Merkwürdig ist auch, dass es die alteingesessenen Abgeordneten so eilig hatten. Warum haben sie nicht die Konstituierung des neuen Parlaments abgewartet? Wieso bekamen die Neuankömmlinge in Straßburg keine echte Chance, neue Mehrheiten für eine andere Politik zu suchen?

Vor der Wahl hatten Sozialdemokraten, Liberale und Grüne genau dies versprochen. Timmermans prägte sogar den Begriff der “progressiven Mehrheit”. Die wäre freilich nur unter Einschluss der Linken möglich gewesen, wenn überhaupt.

Wenig transparent und überhaupt nicht kreativ

Doch statt kreativ nach neuen Bündnissen zu suchen, haben die Altvorderen in wenig transparenten Arbeitskreisen einen Koalitionsvertrag beraten, der letztlich nie Wirkung entfaltete. Damit haben sie selbst zu ihrem Scheitern beigetragen…

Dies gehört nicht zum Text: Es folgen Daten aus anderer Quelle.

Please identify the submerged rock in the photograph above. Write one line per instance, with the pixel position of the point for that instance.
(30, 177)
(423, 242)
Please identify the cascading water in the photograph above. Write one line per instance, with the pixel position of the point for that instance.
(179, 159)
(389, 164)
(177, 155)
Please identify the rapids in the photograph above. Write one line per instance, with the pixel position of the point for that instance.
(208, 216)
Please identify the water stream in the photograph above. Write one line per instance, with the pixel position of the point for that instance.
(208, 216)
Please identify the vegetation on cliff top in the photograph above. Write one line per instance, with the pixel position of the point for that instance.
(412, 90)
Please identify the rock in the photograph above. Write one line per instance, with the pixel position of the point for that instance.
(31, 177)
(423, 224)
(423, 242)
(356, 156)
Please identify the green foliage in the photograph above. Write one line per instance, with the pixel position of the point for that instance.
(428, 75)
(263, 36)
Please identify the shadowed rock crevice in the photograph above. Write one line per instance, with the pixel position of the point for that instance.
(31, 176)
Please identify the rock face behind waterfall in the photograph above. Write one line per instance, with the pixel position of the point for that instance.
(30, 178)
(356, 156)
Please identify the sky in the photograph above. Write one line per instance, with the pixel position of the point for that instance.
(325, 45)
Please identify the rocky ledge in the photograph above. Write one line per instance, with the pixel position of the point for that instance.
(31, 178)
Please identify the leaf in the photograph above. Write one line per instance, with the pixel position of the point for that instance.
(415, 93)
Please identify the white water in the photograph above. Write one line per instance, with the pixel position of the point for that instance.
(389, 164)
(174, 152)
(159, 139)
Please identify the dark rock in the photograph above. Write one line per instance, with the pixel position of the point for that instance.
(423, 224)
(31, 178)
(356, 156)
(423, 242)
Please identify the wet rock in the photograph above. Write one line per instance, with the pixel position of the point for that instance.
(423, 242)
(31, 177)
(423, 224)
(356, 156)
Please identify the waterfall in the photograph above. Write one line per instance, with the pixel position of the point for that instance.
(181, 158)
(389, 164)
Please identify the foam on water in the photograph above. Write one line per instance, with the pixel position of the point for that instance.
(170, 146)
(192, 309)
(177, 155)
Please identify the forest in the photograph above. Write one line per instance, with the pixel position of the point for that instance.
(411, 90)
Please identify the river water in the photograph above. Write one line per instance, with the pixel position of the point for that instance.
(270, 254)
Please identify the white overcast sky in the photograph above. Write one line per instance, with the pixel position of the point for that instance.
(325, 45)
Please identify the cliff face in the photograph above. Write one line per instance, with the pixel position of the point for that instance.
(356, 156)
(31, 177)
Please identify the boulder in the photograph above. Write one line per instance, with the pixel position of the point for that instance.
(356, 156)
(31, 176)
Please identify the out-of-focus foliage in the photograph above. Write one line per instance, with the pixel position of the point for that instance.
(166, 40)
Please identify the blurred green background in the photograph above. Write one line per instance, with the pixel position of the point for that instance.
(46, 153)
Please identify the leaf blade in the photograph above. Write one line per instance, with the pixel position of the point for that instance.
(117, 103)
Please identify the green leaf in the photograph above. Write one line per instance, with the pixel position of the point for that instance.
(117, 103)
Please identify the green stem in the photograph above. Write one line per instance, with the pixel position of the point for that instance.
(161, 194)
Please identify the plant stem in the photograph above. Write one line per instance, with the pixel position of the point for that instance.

FAZIT: Die Wähler wurden nicht nur vom Rat übergangen – sondern auch vom Europaparlament. Entgegen allen Wahlversprechen ging es den “Proeuropäern” von Anfang an um eine “Große Koalition”. Die neu gewählten Abgeordneten bekamen keine Chance, neue Mehrheiten für eine andere Politik zu suchen.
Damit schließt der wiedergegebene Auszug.